First, an apology to the Pilot G2 X-Fine Point Gel Pen. I'm sorry, my pet. You are my new favorite. All other pens can go to hell.
So I'm a little pissed with Apple right now. Pissed because they're dumb. Well, either they are or I am, and I'd much rather blame the faceless corporation. To start from the beginning, I decided to get Joe an iPod for his birthday. Well, because he's turning 30 and he needs a fancy, high-tech gizmo to make him happy and forget about the fact that he's practically a geezer. Though, actually, the closer I come to my 30th birthday (a little over four years away now--I'm a president away from middle age!) the more I think that 30 is the new 20. But more on this theory later.
I bought the iPod off the Apple website because they offer free engraving, one small way to personalize the Gift of the Season (who isn't giving iPods as presents these days?) and because free is always good. To be fair, Apple warned me that I should not make the purchase with my debit card. They told me in the order form that banks had a way of declining payment for iPods ordered with debit cards because it would amount to a large, atypical purchase (for most people, anyway) and sent the fraud department scrambling. But I figured I'd try my luck and order it with my debit card anyway. Mainly because it's the only credit card I have. So maybe the moral of the story is that I shouldn't keep throwing out that junk mail that says I'm pre-approved for various and sundry cards, because they could occasionally come in handy.
Anyway, the bank rejected the purchase, Apple notified me, and I got a call from my bank's fraud department, all concerned.

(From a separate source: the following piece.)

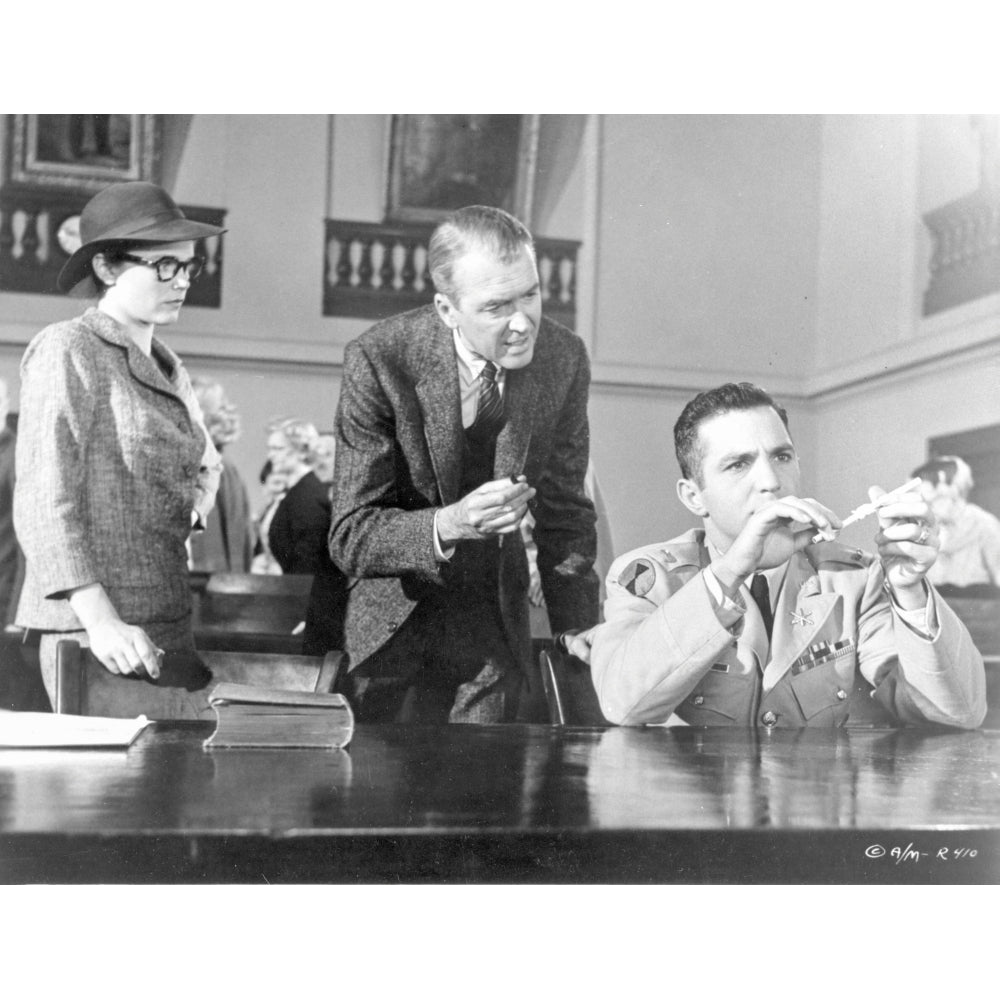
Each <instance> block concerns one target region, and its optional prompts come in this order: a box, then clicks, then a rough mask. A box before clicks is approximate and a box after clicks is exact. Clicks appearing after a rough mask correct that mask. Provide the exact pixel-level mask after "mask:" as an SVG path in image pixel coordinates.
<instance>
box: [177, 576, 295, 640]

So I called them back.
MICHELLE
Yeah, so I know what all this is about, I bought this iPod, blah bling blah, so could you just approve the purchase? I'm not a thief. Ask me my mom's maiden name, the last 4 digits of my social security number, whatever information you need to know.
CITIBANK DRONE
Well, what would be easiest is if you just placed the order again, and I'll make sure that it goes through.
MICHELLE
Really? What if they send me two by accident?
CITIBANK DRONE
No, because I'm only going to approve the new purchase.
MICHELLE
Are you really sure? Because the thing's kind of expensive, and I would hate to order two.
CITIBANK DRONE
It won't happen. I will only allow the new order to go through. The old order will be blocked.
MICHELLE
(So foolishly trusting)
OK, cool, la la la!
(Scampers on merry way)
So what to I hear from Apple this afternoon? That my online orders are in the mail. Both of them. Gargh!
Though, I guess, in re-reading my telling of the anecdote, it really does seem that I was the stupid one in this equation. Damn you, exposure of own fallibility in the cruel light of reason! Again, I say, gargh!
I was getting all bent out of shape because I got the fucking things engraved after all, so how can they take them back, there's writing all over the metal casing? However, when I called the Apple Customer Service office, they assured me that I would be able to return one of them, unopened, and they would refund me the full amount of my purchase.
MICHELLE
Refund?
APPLE DRONE
Yes.
MICHELLE
Full refund?
APPLE DRONE
Yes.
MICHELLE
Even with the engraving?
APPLE DRONE
Yes.
MICHELLE
Really?
APPLE DRONE
Yes.
MICHELLE
Sweet! La la la!
(Skipping away)
So I guess what this story really shows is that I've learned nothing.
Currently reading: The New Yorker and To Kill a Mockingbird. Still haven't gotten to the trial yet.